Saddened, the traveler wished the farmer well and forged onward. Farther down the hill, he found a family who gave him hospitality.

The farmer suffered the darkest night of his life. A tree fell on his house, crushing his leg. He did not call to Dwayna for help as he knew he didn't deserve it. For him, the morning never came.

A Parable of Grenth[edit]

To Grenth's ears, there came a cry from the soul of one who had suffered long and profoundly. The god was drawn to the woman who called, for she had no mercy left in her. Seeking vengeance for her husband's violence against her, she evoked Grenth's judgment upon the husband even as she plunged the knife into his heart.

As Grenth stood over her and the husband she had murdered, he saw that she had loved him once, that she had borne him children, and that she had been a good and loyal wife. He saw that the man had never loved her, but had resented her and their children for draining his pockets. He saw that the man had not been loyal, and had never been kind. He saw the abuses he had rained down upon his wife.

And so, the god of death said, "I find you guilty, woman, of murdering your husband. When it is your time, you will pay for what you have done."

"I understand," said the woman as she bowed before Grenth.

"And now," said Grenth, "I give you a choice. You may come with me now and watch your husband suffer for the wrongs he has done. Or you may walk away, and I will claim you only when it is your time."

The woman said, "I gave my husband my love and life. I will come now, to see this tale's end and to share his suffering. It will hurt him more to know that I am witnessing his pain."

And so it was.

A Parable of Lyssa[edit]

From out of the darkness, there stepped a child into the campfire's light.
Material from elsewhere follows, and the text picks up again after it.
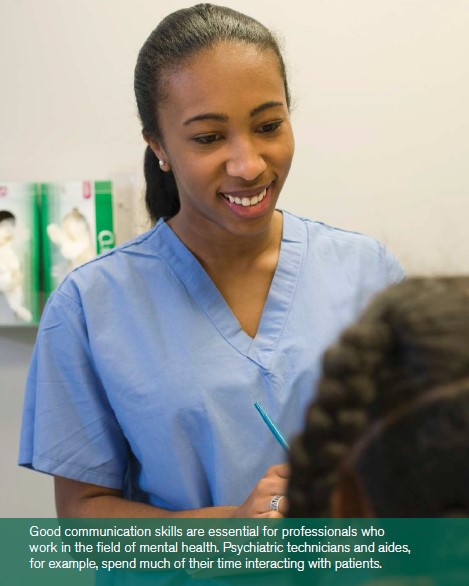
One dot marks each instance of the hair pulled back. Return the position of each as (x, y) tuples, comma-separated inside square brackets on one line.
[(410, 343), (178, 37)]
And she said, "I am Lyssa, and I have come to teach you what is illusion and what is truth."

But the soldiers there did not believe her. They laughed and said, "If you're Lyssa, then show us your beauty, for we can surely use it on this dark night. We have lost hope that this war will end."

The child approached, and her smile held divine grace. "Share your food with me, and in return for your kindness, I will show you beauty the likes of you will never see again."
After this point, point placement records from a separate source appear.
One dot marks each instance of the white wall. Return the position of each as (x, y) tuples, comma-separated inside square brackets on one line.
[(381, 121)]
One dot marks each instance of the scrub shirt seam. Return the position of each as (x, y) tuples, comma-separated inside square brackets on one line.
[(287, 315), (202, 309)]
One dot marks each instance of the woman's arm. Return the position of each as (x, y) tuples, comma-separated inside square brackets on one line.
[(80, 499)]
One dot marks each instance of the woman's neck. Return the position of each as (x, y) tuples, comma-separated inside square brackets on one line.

And so the kind soldiers did, and the child ate with ravenous hunger. When the last bone had been tossed aside, and the last bean swallowed, the child began to skip around the outside of the campfire. She touched each man on his head, one at a time, as they laughed and jibed her until, one at a time, they fell into a deep slumber. Each man dreamed a different dream, but each dream was a vision of the life they would lead once the war was over—wives, children, riches, open air, health, and peace.

And when they awoke upon the morrow, the child was gone and the enemy had arrived. They fought joyfully, with all their might, because they all remembered their dreams and knew they would win the war. Each man put his heart and soul into the battle, and each man, one at a time, was slaughtered.
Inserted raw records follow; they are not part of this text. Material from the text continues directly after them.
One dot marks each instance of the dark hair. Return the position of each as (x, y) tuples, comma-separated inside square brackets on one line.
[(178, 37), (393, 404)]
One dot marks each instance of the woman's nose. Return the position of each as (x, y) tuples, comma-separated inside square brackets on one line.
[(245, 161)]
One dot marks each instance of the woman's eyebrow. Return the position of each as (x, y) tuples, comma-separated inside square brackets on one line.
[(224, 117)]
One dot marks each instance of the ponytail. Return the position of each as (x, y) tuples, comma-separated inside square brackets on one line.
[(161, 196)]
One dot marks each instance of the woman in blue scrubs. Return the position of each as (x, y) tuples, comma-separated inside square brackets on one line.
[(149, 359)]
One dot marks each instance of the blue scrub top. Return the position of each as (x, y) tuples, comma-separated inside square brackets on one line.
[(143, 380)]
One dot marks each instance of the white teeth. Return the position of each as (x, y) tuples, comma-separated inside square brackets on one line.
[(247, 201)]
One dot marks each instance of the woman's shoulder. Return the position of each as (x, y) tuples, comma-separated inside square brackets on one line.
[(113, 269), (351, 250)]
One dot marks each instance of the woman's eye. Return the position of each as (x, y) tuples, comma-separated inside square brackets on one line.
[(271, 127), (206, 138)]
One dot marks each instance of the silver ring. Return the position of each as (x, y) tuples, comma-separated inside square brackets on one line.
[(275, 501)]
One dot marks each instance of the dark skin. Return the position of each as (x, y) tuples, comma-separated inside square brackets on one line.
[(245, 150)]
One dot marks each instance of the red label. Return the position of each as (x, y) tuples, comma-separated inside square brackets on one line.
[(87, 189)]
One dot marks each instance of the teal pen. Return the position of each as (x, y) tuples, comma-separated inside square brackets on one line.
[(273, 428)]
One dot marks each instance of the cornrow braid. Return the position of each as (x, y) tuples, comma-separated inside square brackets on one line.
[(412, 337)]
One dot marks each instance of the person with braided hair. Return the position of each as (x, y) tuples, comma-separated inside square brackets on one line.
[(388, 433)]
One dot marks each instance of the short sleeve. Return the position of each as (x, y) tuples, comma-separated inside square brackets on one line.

A Parable of Melandru[edit]

One day, the goddess Melandru came upon a den of foxes, and she heard within the hungry cries of kits. She bent her ear to the ground and learned that the mother fox had been killed by a farmer. The cubs were doomed to starve to death, and thus was the way of nature.

Melandru sought out the farmer, and asked him why he had killed the fox, thus condemning its kits to sure death. The farmer explained that the fox had killed one of his chickens, and therefore he had taken his vengeance upon the fox. "Thus," said Melandru, "is the way of nature."

Later that year, the farmer prayed to her, calling her name in his darkest moment. In his presence, she saw that he was in mourning and asked what had happened. "Wolves," he said, "have taken my daughter. Can you not bring her back to me?"

Melandru was not unkind as she said, "No. Thus is the way of nature."